LAPT Vina del Mar: BrenesWatch, Part 3
Another Brenes down! Send a stretcher!
Table 25, conveniently located right in front of media row, has been one of the more... let's say "spirited" tables in the room today, with Alex Brenes perched at one end and Brazil's Ariel Celestino at the other. Celestino in particular has been quite active (and verbal) today, unleashing torrents of rapid-fire Portuguese each time he's all-in. And he's been all-in plenty of times today.
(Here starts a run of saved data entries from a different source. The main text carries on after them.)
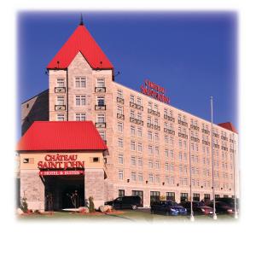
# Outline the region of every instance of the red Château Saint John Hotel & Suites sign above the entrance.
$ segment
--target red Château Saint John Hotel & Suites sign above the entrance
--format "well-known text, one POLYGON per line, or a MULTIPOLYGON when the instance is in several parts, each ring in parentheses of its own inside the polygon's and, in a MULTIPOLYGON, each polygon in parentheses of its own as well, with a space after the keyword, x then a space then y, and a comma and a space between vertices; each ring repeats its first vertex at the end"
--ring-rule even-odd
POLYGON ((84 173, 84 161, 78 160, 77 154, 46 154, 43 161, 38 161, 38 169, 40 176, 79 175, 84 173))

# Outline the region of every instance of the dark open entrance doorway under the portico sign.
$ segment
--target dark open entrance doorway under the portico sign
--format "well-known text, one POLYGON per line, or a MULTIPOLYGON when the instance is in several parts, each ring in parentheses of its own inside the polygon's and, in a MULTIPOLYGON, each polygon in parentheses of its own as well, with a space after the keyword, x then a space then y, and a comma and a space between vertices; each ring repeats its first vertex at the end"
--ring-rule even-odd
POLYGON ((84 207, 84 175, 44 176, 45 211, 84 207))

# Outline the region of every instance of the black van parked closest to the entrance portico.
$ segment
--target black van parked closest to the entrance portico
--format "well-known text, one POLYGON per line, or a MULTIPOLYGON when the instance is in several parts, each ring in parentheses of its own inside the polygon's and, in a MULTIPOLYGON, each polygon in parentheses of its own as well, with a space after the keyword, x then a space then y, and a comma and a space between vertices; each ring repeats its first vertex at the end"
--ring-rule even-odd
POLYGON ((125 195, 122 197, 118 197, 113 201, 106 201, 105 205, 113 206, 115 209, 132 209, 136 210, 137 207, 141 207, 143 205, 142 199, 138 195, 125 195))

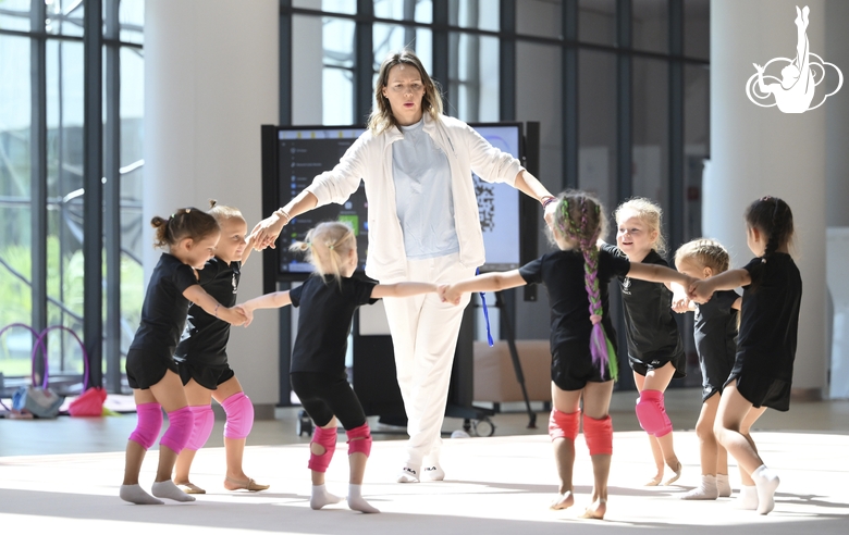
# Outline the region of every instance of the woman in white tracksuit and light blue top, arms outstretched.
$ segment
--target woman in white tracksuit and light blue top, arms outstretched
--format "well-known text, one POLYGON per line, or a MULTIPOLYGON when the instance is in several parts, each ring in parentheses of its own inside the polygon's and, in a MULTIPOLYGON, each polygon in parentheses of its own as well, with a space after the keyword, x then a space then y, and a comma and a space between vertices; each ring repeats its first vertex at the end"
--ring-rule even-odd
MULTIPOLYGON (((374 92, 369 129, 332 171, 254 228, 257 248, 273 244, 292 217, 345 202, 361 179, 369 206, 366 274, 381 284, 447 284, 472 276, 484 261, 472 172, 509 184, 543 207, 554 200, 517 159, 442 114, 439 90, 413 52, 383 61, 374 92)), ((441 428, 468 300, 467 295, 460 307, 441 302, 435 294, 383 300, 408 420, 401 483, 445 476, 439 463, 441 428)))

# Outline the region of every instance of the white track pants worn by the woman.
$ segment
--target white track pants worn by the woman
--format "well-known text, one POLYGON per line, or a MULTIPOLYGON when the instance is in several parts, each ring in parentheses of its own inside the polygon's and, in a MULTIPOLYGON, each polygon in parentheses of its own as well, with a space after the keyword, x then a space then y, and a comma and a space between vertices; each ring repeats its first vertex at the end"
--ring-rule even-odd
MULTIPOLYGON (((450 254, 408 260, 407 275, 408 281, 445 284, 471 277, 475 269, 460 265, 457 254, 450 254)), ((421 465, 424 457, 439 459, 454 350, 470 297, 466 294, 456 307, 441 302, 436 294, 383 299, 407 412, 407 462, 411 465, 421 465)))

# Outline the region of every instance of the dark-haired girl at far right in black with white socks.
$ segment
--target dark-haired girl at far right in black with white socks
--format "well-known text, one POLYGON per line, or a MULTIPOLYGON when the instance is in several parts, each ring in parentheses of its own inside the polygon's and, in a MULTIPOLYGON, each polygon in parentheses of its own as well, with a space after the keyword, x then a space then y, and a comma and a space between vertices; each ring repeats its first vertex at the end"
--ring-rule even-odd
POLYGON ((740 507, 767 514, 775 507, 779 480, 758 455, 746 425, 762 408, 790 408, 802 278, 789 254, 790 207, 776 197, 763 197, 749 206, 745 219, 747 241, 755 258, 742 269, 693 282, 688 297, 704 302, 714 293, 743 288, 737 354, 724 385, 714 433, 754 483, 754 487, 743 485, 740 507))

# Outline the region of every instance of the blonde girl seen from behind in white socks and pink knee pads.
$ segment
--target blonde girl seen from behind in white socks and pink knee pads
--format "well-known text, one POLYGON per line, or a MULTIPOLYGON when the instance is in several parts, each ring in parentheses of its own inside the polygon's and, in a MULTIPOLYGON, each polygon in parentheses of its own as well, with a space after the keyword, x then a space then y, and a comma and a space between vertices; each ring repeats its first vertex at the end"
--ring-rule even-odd
POLYGON ((364 513, 380 512, 362 497, 362 477, 371 452, 371 432, 357 395, 345 372, 350 322, 361 304, 383 297, 410 297, 436 291, 435 284, 377 284, 354 278, 357 269, 357 241, 354 231, 336 221, 320 223, 292 250, 303 251, 316 269, 302 286, 251 299, 239 307, 248 323, 254 310, 299 307, 298 333, 292 350, 290 381, 300 405, 316 423, 309 445, 312 489, 309 506, 321 509, 342 498, 324 488, 324 473, 336 449, 337 422, 348 437, 350 484, 348 507, 364 513))

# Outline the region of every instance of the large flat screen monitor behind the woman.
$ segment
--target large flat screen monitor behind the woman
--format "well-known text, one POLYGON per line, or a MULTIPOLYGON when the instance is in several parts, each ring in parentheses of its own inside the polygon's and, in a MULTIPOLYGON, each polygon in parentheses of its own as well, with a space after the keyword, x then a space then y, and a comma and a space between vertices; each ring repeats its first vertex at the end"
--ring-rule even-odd
MULTIPOLYGON (((499 149, 522 159, 525 139, 521 123, 471 124, 481 136, 499 149)), ((320 173, 333 169, 362 134, 361 127, 340 126, 263 126, 262 175, 263 210, 285 206, 294 196, 312 183, 320 173), (271 202, 269 198, 273 199, 271 202)), ((506 184, 491 184, 472 174, 478 197, 487 263, 482 271, 515 269, 522 261, 520 254, 521 225, 519 195, 506 184)), ((307 231, 322 221, 346 221, 357 238, 359 270, 368 262, 368 202, 365 186, 344 204, 327 204, 297 217, 283 228, 276 245, 278 281, 303 281, 312 271, 300 253, 288 246, 303 240, 307 231)), ((536 239, 536 229, 533 231, 536 239)))

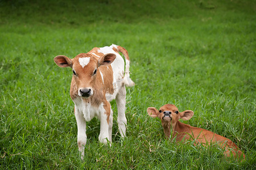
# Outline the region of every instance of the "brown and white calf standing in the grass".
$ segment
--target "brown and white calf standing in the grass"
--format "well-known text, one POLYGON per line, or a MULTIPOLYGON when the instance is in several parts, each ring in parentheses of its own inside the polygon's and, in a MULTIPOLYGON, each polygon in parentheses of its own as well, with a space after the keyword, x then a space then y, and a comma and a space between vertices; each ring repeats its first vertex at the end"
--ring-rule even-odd
POLYGON ((70 96, 75 103, 77 144, 81 158, 84 157, 86 144, 86 121, 93 117, 100 120, 99 141, 112 141, 113 111, 109 102, 113 99, 117 103, 118 129, 121 137, 125 137, 125 86, 134 86, 130 79, 127 50, 112 44, 103 48, 93 48, 90 52, 81 53, 73 59, 56 56, 54 61, 60 67, 72 68, 70 96), (125 56, 126 65, 119 52, 125 56))

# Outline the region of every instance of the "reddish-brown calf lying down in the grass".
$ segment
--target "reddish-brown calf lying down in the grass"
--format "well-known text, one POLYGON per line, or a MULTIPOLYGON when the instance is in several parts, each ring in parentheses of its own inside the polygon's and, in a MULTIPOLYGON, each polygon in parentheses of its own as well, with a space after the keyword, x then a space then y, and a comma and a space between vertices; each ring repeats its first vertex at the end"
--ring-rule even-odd
POLYGON ((171 137, 171 139, 175 138, 176 141, 195 140, 197 144, 201 143, 202 145, 218 143, 218 145, 225 148, 226 156, 230 156, 231 150, 235 157, 238 154, 239 157, 243 156, 243 159, 245 159, 245 155, 230 139, 222 137, 212 131, 189 126, 179 121, 179 119, 189 120, 194 114, 193 111, 187 110, 179 112, 175 105, 166 104, 163 105, 159 111, 154 107, 149 107, 147 108, 147 113, 151 117, 160 118, 167 139, 171 137))

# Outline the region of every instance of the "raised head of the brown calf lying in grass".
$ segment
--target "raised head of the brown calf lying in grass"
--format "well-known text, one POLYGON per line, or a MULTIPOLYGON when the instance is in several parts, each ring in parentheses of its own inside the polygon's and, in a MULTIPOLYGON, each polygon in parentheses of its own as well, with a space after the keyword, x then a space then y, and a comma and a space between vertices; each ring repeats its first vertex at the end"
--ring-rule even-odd
POLYGON ((159 117, 163 128, 170 127, 170 125, 172 125, 171 127, 174 127, 180 119, 189 120, 194 114, 193 111, 189 110, 179 112, 173 104, 163 105, 159 110, 154 107, 149 107, 147 108, 147 113, 151 117, 159 117))

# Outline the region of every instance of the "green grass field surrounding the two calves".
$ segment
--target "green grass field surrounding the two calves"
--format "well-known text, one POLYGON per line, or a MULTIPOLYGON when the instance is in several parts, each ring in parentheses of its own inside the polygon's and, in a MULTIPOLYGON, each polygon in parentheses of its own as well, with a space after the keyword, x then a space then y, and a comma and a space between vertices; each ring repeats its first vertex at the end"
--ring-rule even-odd
POLYGON ((0 1, 1 169, 256 169, 255 1, 0 1), (71 69, 53 58, 125 47, 127 138, 114 111, 113 145, 87 123, 84 162, 69 97, 71 69), (243 162, 217 147, 166 141, 147 107, 175 104, 185 124, 231 139, 243 162))

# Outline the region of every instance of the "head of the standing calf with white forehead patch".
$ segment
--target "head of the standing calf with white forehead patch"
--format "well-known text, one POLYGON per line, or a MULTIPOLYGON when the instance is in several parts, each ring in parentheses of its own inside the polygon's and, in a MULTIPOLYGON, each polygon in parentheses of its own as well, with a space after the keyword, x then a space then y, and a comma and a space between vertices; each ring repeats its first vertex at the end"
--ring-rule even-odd
POLYGON ((109 65, 115 59, 115 54, 105 54, 99 59, 94 58, 91 54, 81 53, 75 58, 70 59, 66 56, 56 56, 55 63, 60 67, 71 67, 73 78, 75 79, 78 95, 88 98, 93 95, 93 87, 96 83, 98 67, 109 65))

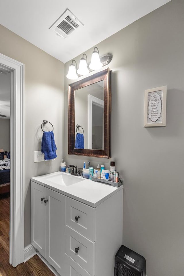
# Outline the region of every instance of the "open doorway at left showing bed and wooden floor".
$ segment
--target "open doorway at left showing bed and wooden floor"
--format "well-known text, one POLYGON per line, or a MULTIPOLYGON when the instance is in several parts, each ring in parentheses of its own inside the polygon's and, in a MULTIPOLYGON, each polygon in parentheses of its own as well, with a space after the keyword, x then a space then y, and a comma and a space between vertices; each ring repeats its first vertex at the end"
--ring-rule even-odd
POLYGON ((0 67, 0 247, 9 256, 10 72, 0 67), (8 252, 7 252, 8 251, 8 252))

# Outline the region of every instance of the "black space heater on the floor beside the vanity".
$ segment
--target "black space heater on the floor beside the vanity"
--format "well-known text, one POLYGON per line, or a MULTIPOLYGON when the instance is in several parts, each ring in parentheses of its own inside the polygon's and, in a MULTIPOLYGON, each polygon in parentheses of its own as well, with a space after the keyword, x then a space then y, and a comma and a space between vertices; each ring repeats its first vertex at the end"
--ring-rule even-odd
POLYGON ((115 256, 114 276, 146 276, 146 260, 126 246, 120 246, 115 256))

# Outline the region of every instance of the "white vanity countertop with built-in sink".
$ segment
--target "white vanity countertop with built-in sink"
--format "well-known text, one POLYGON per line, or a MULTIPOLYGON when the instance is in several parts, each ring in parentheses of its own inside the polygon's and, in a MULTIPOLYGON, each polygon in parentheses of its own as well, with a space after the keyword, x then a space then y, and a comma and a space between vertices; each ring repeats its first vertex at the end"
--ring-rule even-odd
POLYGON ((61 172, 32 177, 31 181, 83 202, 91 207, 98 206, 114 193, 117 193, 123 189, 123 185, 117 188, 108 184, 91 181, 90 179, 61 172), (72 185, 61 185, 60 179, 62 179, 62 176, 65 177, 65 179, 68 177, 68 182, 70 182, 70 180, 71 182, 72 180, 74 180, 74 182, 75 180, 78 182, 72 185))

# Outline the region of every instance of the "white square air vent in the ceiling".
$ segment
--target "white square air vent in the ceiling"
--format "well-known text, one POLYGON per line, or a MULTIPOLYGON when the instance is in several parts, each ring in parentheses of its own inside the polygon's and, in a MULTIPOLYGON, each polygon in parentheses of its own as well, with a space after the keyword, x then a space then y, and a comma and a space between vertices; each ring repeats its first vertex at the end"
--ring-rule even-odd
POLYGON ((58 18, 49 30, 53 30, 58 36, 66 38, 74 30, 83 24, 69 11, 66 9, 64 13, 58 18))

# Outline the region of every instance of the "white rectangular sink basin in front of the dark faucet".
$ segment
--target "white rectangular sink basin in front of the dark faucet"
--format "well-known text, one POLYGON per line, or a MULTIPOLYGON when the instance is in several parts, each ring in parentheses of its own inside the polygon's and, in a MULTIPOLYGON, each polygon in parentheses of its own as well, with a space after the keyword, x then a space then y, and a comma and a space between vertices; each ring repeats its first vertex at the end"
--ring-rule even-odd
POLYGON ((58 184, 62 186, 70 186, 72 184, 83 181, 81 177, 70 175, 69 173, 59 173, 57 175, 46 175, 45 180, 53 184, 58 184))

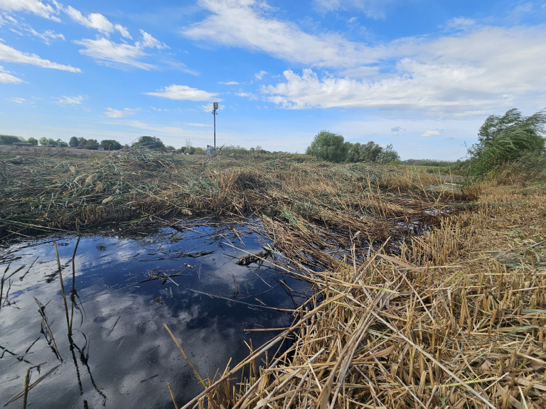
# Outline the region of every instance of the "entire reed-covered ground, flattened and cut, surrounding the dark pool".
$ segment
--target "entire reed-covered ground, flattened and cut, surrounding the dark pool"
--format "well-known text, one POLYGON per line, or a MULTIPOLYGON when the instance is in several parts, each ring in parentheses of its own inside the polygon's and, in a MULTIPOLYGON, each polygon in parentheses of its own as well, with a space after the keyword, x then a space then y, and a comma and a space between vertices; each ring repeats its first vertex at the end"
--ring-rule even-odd
POLYGON ((186 407, 543 408, 543 181, 459 182, 288 154, 9 150, 0 234, 259 221, 316 294, 186 407))

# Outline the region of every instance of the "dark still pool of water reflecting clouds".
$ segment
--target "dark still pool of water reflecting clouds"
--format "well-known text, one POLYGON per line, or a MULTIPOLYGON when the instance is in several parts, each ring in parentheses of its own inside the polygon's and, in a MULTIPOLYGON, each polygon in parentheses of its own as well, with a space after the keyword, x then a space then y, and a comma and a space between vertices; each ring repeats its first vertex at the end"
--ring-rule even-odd
MULTIPOLYGON (((291 308, 306 298, 299 291, 309 294, 306 285, 269 263, 237 265, 245 251, 262 251, 259 236, 240 226, 83 236, 75 256, 82 312, 74 313, 70 349, 53 241, 70 313, 77 237, 18 244, 0 258, 0 275, 23 266, 4 283, 1 300, 1 405, 23 391, 26 371, 37 365, 40 372, 31 371, 31 383, 53 371, 29 391, 28 408, 172 408, 166 382, 181 405, 202 387, 164 323, 200 376, 213 377, 230 357, 237 362, 247 355, 245 340, 252 338, 257 347, 277 334, 245 329, 286 327, 292 321, 261 306, 291 308), (45 306, 62 361, 48 344, 35 298, 45 306)), ((22 405, 19 398, 7 407, 22 405)))

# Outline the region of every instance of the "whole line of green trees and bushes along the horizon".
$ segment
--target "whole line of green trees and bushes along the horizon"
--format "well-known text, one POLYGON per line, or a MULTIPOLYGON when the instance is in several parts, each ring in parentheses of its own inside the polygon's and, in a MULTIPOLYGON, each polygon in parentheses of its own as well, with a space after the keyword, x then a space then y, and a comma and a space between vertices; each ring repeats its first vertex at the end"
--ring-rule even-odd
MULTIPOLYGON (((510 109, 504 115, 488 116, 478 131, 478 143, 475 143, 468 150, 466 160, 457 161, 468 175, 481 177, 494 172, 506 163, 520 161, 530 166, 542 166, 546 163, 546 109, 538 111, 531 116, 524 116, 518 109, 510 109)), ((105 151, 116 151, 123 148, 121 143, 114 139, 77 138, 73 136, 68 143, 53 138, 28 138, 19 136, 1 135, 1 145, 13 145, 14 143, 30 143, 41 146, 60 146, 72 148, 98 149, 105 151)), ((173 146, 165 146, 160 138, 154 136, 141 136, 132 143, 134 147, 143 147, 157 151, 176 151, 179 153, 205 153, 203 148, 191 146, 186 140, 186 146, 176 150, 173 146)), ((219 151, 238 154, 268 153, 261 146, 247 150, 240 146, 223 146, 219 151)), ((321 160, 328 160, 335 163, 398 163, 400 155, 392 145, 385 148, 374 141, 367 143, 346 142, 343 136, 330 131, 320 131, 316 134, 311 145, 306 149, 306 154, 316 156, 321 160)), ((453 165, 441 160, 405 160, 407 164, 413 165, 453 165)))

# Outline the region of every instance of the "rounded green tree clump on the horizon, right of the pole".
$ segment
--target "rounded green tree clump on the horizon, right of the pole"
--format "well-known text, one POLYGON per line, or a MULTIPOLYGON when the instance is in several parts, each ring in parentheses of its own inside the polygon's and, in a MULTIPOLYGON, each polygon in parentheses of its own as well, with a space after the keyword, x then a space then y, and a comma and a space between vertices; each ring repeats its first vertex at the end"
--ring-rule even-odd
POLYGON ((330 131, 317 133, 305 153, 335 163, 372 162, 385 164, 400 161, 400 155, 392 148, 392 144, 383 148, 374 141, 350 143, 346 142, 342 135, 330 131))

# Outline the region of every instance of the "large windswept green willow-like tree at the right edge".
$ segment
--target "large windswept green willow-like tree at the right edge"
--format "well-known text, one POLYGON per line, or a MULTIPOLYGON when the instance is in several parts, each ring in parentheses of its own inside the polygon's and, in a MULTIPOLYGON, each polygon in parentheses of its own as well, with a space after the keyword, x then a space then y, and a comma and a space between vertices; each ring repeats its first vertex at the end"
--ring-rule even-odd
POLYGON ((498 165, 529 155, 545 153, 546 111, 523 116, 510 109, 491 115, 480 127, 478 143, 469 148, 469 170, 483 175, 498 165))

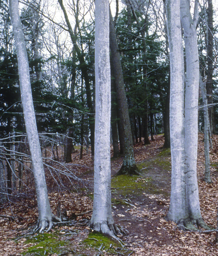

On what would be his final hand, Alex Brenes opened the action with a raise to 2,200. The button flat-called and Celestino put in a reraise to 8,600 from the big blind. Perhaps smelling a squeeze play, Brenes flattened his stack with both hands, toppling it over and shoving it into the middle. The button folded instantly and Celestino was left with a decision. Not exactly looking thrilled at his situation, Celestino asked the dealer to count down Brenes' jumbled stack and upon discovering that he owed the pot only another 4,275, he was compelled to call the balance.
Celestino turned up 5c-6c (a squeeze play indeed) while Brenes slapped the As-9h on the felt. Brenes was a bit less than a 3-2 favorite to win here and the look on his face said it all. Please. God. HOLD.
The flop came down 8h-5d-2d, a cheer erupting from Celestino's Brazilian railbirds as he paired his five. Brenes' hopes grew dimmer as the Ks arrived on the turn and when the Tc hit the river, he tossed his cards across the table, the suckout complete.
Alex's elimination left only one Brenes in the field, the youngest one, Roberto. Only moments after he was eliminated, we heard Humberto's unmistakable bellow one table over, his youngest son all in for his tournament life with pocket threes against his opponent's As-Ts. The flop was a sweat-tastic 9s-6s-5d, Roberto's pair still holding, but now an underdog to his opponent's overcards and flush draw. The turn and river blanked out, though and Roberto finally got his double-up, increasing his stack to just over 26,000 as his father rubbed his shoulders and cheered his son's win.
Still in braces, barely 18, and playing in one of his first live events, Roberto wins the Brenes family last-longer.